Gegenüber der Landesregierung wird in dem Papier der Vorwurf erhoben, sie doktere an Kommunalstrukturen herum, ohne genau zu wissen, was sie eigentlich bei der Verwaltungsreform wolle.

(Herr Schomburg, CDU: Richtig!)

Meine Damen und Herren von der Union, bevor Sie einen solchen Vorwurf erheben, sollten Sie erst einmal in Ihren Reihen klären, was Sie eigentlich wollen.

(Zustimmung von Frau Dr. Sitte, PDS)

Ich halte es für einen eklatanten Widerspruch, wenn Sie an den Regierungspräsidien festhalten und eine kommunale Gebietsreform ablehnen, zugleich aber die Kommunalisierung möglichst vieler Aufgaben fordern.

(Herr Becker, CDU: Ja!)

Sie müssen sich entscheiden, Herr Kollege Becker. Entweder Sie wollen einen Umbau innerhalb des staatlichen Behördenapparates ohne substanzielle Aufgabenverlagerung auf die kommunale Ebene. Dann hören Sie bitte auf zu sagen, Sie wollten möglichst viele Aufgaben kommunalisieren.

Oder aber, Sie wollen die Verwirklichung des Subsidiaritätsprinzips, also die Übertragung möglichst vieler Aufgaben auf leistungsstarke Kommunen, auch von der Kreis- auf die Gemeindeebene. Dann verzichten Sie

bitte auf Sprüche wie den in Ihrer Erfurter Erklärung, wonach eine Zerschlagung der über 1 000 identitätsstiftenden Gemeinden für die CDU nicht in Betracht komme.

(Herr Becker, CDU: Das ist kein Spruch, das ist die Wahrheit! - Herr Dr. Bergner, CDU: Richtig!)

- Es ist die Frage, Herr Becker, ob das Ihre Wahrheit ist. Es ist nicht möglich, sowohl an der gegenwärtigen Kommunalstruktur und an den Regierungspräsidien festzuhalten, als auch möglichst viele Aufgaben auf die Kommunen zu verlagern.

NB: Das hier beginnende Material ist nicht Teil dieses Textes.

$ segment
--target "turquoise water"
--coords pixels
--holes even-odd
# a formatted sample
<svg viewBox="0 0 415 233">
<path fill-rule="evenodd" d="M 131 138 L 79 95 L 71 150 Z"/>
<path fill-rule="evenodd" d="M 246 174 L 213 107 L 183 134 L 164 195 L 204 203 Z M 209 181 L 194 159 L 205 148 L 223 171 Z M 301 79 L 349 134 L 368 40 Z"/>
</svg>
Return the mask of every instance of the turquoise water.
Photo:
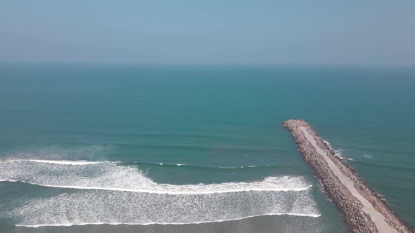
<svg viewBox="0 0 415 233">
<path fill-rule="evenodd" d="M 0 229 L 343 232 L 301 118 L 415 226 L 414 69 L 2 66 Z"/>
</svg>

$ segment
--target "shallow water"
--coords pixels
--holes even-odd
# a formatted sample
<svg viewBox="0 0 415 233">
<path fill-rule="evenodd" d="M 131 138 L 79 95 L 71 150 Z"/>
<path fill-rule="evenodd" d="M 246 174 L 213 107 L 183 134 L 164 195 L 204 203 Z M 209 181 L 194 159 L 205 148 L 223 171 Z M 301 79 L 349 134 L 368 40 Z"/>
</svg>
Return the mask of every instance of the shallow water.
<svg viewBox="0 0 415 233">
<path fill-rule="evenodd" d="M 343 232 L 281 126 L 301 118 L 414 226 L 414 78 L 397 69 L 3 66 L 0 227 Z"/>
</svg>

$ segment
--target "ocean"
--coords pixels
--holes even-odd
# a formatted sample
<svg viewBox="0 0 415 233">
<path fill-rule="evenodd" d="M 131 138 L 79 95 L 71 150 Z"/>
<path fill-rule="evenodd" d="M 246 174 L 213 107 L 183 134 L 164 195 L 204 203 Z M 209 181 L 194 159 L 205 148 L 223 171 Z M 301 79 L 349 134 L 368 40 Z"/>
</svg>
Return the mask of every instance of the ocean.
<svg viewBox="0 0 415 233">
<path fill-rule="evenodd" d="M 0 66 L 0 232 L 345 232 L 304 119 L 415 227 L 415 69 Z"/>
</svg>

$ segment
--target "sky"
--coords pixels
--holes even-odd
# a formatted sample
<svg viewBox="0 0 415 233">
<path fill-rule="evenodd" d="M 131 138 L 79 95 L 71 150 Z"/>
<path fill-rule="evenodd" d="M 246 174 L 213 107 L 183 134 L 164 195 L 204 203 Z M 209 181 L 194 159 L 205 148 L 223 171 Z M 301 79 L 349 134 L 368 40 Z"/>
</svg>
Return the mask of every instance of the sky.
<svg viewBox="0 0 415 233">
<path fill-rule="evenodd" d="M 0 1 L 0 62 L 415 66 L 415 1 Z"/>
</svg>

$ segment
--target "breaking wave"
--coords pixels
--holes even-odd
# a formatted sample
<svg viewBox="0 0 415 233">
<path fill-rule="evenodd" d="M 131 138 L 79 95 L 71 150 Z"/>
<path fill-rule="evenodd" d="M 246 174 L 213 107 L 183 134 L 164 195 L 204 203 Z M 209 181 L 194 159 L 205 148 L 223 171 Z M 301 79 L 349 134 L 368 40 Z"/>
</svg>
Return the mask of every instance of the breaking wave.
<svg viewBox="0 0 415 233">
<path fill-rule="evenodd" d="M 52 196 L 20 197 L 21 204 L 0 210 L 0 217 L 18 226 L 196 224 L 263 215 L 320 216 L 311 185 L 299 176 L 174 185 L 155 182 L 136 166 L 117 162 L 13 159 L 0 161 L 0 181 L 58 188 Z"/>
<path fill-rule="evenodd" d="M 311 185 L 301 177 L 267 177 L 264 180 L 174 185 L 159 184 L 136 167 L 116 162 L 6 160 L 0 162 L 0 180 L 59 188 L 158 194 L 197 194 L 246 191 L 302 191 Z"/>
</svg>

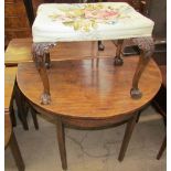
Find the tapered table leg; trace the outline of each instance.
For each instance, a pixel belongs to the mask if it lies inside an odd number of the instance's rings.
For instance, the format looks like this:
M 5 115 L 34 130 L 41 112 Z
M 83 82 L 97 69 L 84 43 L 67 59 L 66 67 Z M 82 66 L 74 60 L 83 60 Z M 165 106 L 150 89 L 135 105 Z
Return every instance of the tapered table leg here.
M 127 148 L 128 148 L 128 143 L 130 141 L 130 137 L 132 135 L 132 131 L 133 131 L 133 128 L 135 128 L 135 125 L 136 125 L 137 115 L 138 115 L 138 113 L 136 113 L 132 116 L 132 118 L 129 119 L 129 121 L 127 124 L 124 140 L 122 140 L 122 143 L 121 143 L 121 149 L 120 149 L 119 157 L 118 157 L 119 161 L 124 160 L 125 153 L 126 153 Z
M 103 44 L 101 41 L 98 41 L 98 51 L 104 51 L 105 50 L 105 45 Z
M 54 45 L 55 43 L 33 43 L 32 46 L 33 61 L 35 62 L 44 88 L 41 96 L 42 105 L 47 105 L 51 101 L 50 83 L 46 67 L 50 67 L 50 49 Z
M 23 159 L 22 159 L 18 142 L 17 142 L 17 139 L 15 139 L 15 136 L 14 136 L 13 132 L 11 135 L 9 146 L 10 146 L 11 152 L 13 154 L 13 158 L 14 158 L 14 161 L 17 163 L 17 167 L 18 167 L 19 171 L 24 171 L 25 165 L 24 165 L 24 162 L 23 162 Z
M 67 161 L 66 161 L 66 148 L 65 148 L 65 130 L 64 125 L 60 118 L 57 118 L 57 141 L 58 141 L 62 168 L 66 170 Z
M 121 58 L 121 46 L 122 46 L 124 40 L 117 41 L 117 50 L 116 50 L 116 56 L 114 58 L 114 65 L 120 66 L 124 64 L 124 60 Z
M 151 55 L 154 51 L 154 44 L 152 38 L 141 38 L 141 39 L 133 39 L 135 44 L 137 44 L 140 49 L 140 57 L 136 68 L 136 73 L 132 79 L 132 87 L 130 89 L 130 95 L 132 98 L 141 98 L 142 93 L 138 87 L 139 79 L 150 61 Z
M 164 137 L 164 139 L 163 139 L 163 142 L 162 142 L 161 148 L 160 148 L 160 150 L 159 150 L 159 153 L 158 153 L 158 156 L 157 156 L 157 159 L 158 159 L 158 160 L 161 158 L 162 153 L 164 152 L 165 147 L 167 147 L 167 135 L 165 135 L 165 137 Z

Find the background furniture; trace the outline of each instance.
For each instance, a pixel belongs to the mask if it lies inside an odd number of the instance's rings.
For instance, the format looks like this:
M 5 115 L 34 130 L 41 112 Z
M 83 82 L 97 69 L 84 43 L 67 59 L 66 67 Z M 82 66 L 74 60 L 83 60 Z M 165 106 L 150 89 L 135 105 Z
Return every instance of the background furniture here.
M 92 60 L 53 62 L 50 74 L 53 101 L 50 105 L 40 104 L 42 89 L 36 87 L 42 85 L 34 63 L 19 64 L 17 79 L 21 92 L 39 113 L 53 118 L 57 125 L 63 169 L 67 168 L 65 127 L 101 129 L 127 122 L 118 158 L 124 159 L 136 124 L 136 111 L 152 99 L 161 85 L 160 71 L 151 60 L 140 79 L 142 98 L 130 98 L 126 85 L 131 83 L 137 60 L 128 57 L 122 67 L 114 67 L 113 58 L 100 58 L 98 70 L 92 67 Z
M 31 26 L 23 0 L 4 0 L 6 47 L 11 39 L 31 36 Z
M 162 75 L 162 85 L 160 87 L 160 90 L 153 98 L 152 103 L 154 108 L 159 111 L 159 114 L 163 117 L 163 122 L 167 127 L 167 66 L 162 65 L 160 66 L 161 75 Z M 160 147 L 160 150 L 157 154 L 157 159 L 159 160 L 165 150 L 167 147 L 167 132 L 164 135 L 162 145 Z

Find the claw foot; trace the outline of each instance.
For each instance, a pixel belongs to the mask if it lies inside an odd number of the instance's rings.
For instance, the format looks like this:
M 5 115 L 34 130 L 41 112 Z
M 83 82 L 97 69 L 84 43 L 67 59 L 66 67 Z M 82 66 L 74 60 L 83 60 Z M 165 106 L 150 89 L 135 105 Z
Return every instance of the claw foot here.
M 124 64 L 124 60 L 121 57 L 114 58 L 114 65 L 121 66 Z
M 130 95 L 133 99 L 139 99 L 142 97 L 142 93 L 138 88 L 131 88 Z
M 51 96 L 50 94 L 43 94 L 41 96 L 41 104 L 42 105 L 49 105 L 51 103 Z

(Zustimmung von Herrn Dr. Rehhahn, SPD, und von Frau Dr. Paschke, PDS)

Eine Funktionalreform, die den Namen verdient, erfordert eine Strukturreform.

Der Kollege Webel hat dieses Glaubwürdigkeitsproblem offenbar erkannt. In den „Stendaler Nachrichten“ vom 19. Oktober 2000 wird eine Aussage von Herrn Webel in indirekter Rede wiedergegeben. Ich zitiere:

„Die CDU könnte die Reform mittragen, wenn erst einmal beim Land angefangen würde. Und das will sie auch 2002, wenn sie an die Regierung kommen sollte, tun. Bis 2004 würden dann die Landesbehörden heruntergefahren. Die Gemeinden würden im Zuge der Kommunalwahlen 2009 eingebunden werden.“

(Zustimmung von Herrn Schomburg, CDU)

„Die Amtszeit der Bürgermeister und Landräte - sie werden 2001 gewählt - würde um ein Jahr verlängert werden, stellte Webel das CDUReformmodell vor.“

Ende des Zitats aus dieser regionalen Tageszeitung der Altmark. Ich fand eben die Zustimmung von Herrn Schomburg zu dem, was ich als Meinung von Herrn Webel zitiert habe, sehr interessant.

(Herr Dr. Bergner, CDU: Jetzt müssen Sie nur noch sagen, dass es Ihre Meinung ist!)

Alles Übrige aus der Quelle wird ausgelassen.